Abrüstung muss praktisch werden – Kein Cyber Valley! Aufruf zur Teilnahme am Ostermarsch 2019 in Stuttgart

Sa. 20.4.2019, 11:55 Lautenschlagerstrasse (Stuttgart Hbf)
Gemeinsame Anreise: Tübingen Hbf: 10:20, Reutlingen Hbf: 10:40

Der diesjährige Aufruf zum Ostermarsch (https://bawue.vvn-bda.de/2019/02/20/aufruf-zum-ostermarsch-2019/) steht unter dem Motto „Abrüsten statt Aufrüsten“. Thematisiert werden dort die Bundeswehreinsätze u.a. in Afghanistan und Mali, die Aufrüstung der Europäischen Union, der rasant wachsende deutsche Rüstungshaushalt, die drohende Konfrontation mit Russland und die Gefahr einer neuen Hochrüstung mit atomaren Mittelstreckenraketen durch die Kündigung des INF-Vertrages.
Ganz konkret wird in diesem Zusammenhang auch das Cyber Valley genannt, mit dem Industrie und Landesregierung die Region zwischen Stuttgart und Tübingen zum deutschlandweit führenden Standort für die Entwicklung Künstlicher Intelligenz machen wollen. Solche Technologien gelten aktuell sowohl in Russland als auch in den USA als „Game Changer“ in der Kriegführung. Auch die Bundeswehr betrachtet den „Cyber und Informationsraum“ als Domäne der Kriegführung und hat hierfür 2017 eine eigene Teilstreitkraft aufgebaut. Zugleich fördert sie entsprechende Entwicklungen und beobachtet neue Forschungsergebnisse genau, um ihren militärischen Nutzen frühzeitig zu erkennen und zu realisieren.

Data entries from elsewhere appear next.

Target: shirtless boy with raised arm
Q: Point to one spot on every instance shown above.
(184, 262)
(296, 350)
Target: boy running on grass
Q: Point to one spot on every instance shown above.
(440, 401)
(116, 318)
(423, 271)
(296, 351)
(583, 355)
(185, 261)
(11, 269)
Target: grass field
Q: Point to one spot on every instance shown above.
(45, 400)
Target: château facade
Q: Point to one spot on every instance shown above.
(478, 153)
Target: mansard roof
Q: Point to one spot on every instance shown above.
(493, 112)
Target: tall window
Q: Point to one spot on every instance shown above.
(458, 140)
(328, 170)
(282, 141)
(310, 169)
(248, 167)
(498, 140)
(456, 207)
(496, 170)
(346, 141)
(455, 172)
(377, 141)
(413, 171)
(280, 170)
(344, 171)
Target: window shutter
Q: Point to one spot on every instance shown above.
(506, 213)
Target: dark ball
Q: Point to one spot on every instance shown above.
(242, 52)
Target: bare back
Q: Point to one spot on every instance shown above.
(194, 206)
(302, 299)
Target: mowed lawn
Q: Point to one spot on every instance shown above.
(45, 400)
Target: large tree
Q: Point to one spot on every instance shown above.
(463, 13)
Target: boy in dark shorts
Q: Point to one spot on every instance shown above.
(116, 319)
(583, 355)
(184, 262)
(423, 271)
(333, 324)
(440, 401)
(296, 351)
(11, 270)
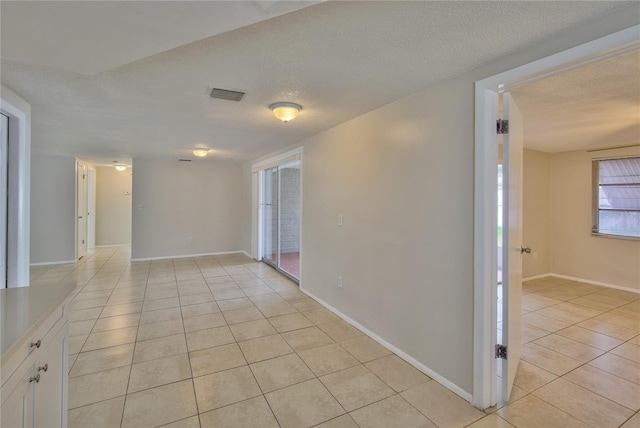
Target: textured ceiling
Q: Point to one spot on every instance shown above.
(591, 107)
(337, 59)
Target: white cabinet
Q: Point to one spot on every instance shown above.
(34, 372)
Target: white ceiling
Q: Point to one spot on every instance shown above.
(96, 93)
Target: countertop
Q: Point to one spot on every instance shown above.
(24, 309)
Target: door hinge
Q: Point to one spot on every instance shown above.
(501, 351)
(502, 126)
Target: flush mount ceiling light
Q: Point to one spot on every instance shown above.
(285, 111)
(200, 152)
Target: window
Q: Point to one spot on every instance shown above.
(616, 197)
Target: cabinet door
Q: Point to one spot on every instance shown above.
(17, 410)
(50, 393)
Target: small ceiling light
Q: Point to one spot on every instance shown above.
(285, 111)
(200, 152)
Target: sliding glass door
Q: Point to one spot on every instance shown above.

Zwar behaupten viele Beteiligte im Cyber Valley, dass sie keine militärische Nutzung ihrer Forschung wollten – kooperieren jedoch zugleich mit in der Rüstung tätigen Unternehmen wie ZF Friedrichshafen, Amazon und Daimler. Zum Cyber Valley gehört der Bau eines Entwicklungszentrums von Amazon für Maschinelles Lernen – eine Fähigkeit, die der Konzern bereits jetzt für den US-Auslandsgeheimdienst CIA und künftig auch für das Pentagon bereitstellen will. Unter anderem deshalb lehnen die Beteiligten eine eine Zivilklausel strikt ab. Stattdessen fordern sie, eine entsprechende Forschung müsse deshalb auch hier stattfinden und umfangreich gefördert werden, damit Europa, Deutschland, Baden Württemberg nicht ins Hintertreffen geraten – eine ganz typische Argumentation jeder Aufrüstungsdebatte. Die u.a. im Aufruf zum Ostermarsch genannten Gründe, warum Forschung zu Künstlicher Intelligenz unter den aktuellen Umständen nicht ohne weiteres friedlich bleiben kann und wird, sehen sie nicht oder verfolgen davon unbeirrt ihre kommerziellen und wissenschaftlichen Interessen.

Der Aufruf „Abrüsten statt Aufrüsten“ ist deshalb gerade für uns als Bewohnerinnen des High-Tech-Standortes eine ganz konkrete Aufgabe. Das Bündnis gegen das Cyber Valley fordert u.a. eine Zivilklausel für den Technologiepark Reutlingen-Tübingen und wendet sich gegen eine immer engere Verschmelzung der Universitäten Stuttgart und Tübingen mit der Industrie und in der Rüstung tätigen Unternehmen. Wir wollen eine Forschung, die den Menschen dient und nicht Industrie, Überwachung und Krieg. Wir teilen die im Aufruf zum Ostermarsch formulierte Vision einer „friedlichen und solidarischen Welt – ohne Militär, Rüstungsindustrie und Abschiebungen!“ und wir stellen uns daher auch die Frage, wie eine Forschung aussehen muss, die den Militärs und Diktaturen dieser Welt keine neuen Waffen und Repressionsinstrumente schafft, sondern zu einer gerechteren Weltordnung beitragen kann.

Wir rufen deshalb auf zur gemeinsamen Teilnahme am Ostermarsch 2019 in Stuttgart. Abrüstung muss praktisch werden – Kein Cyber Valley!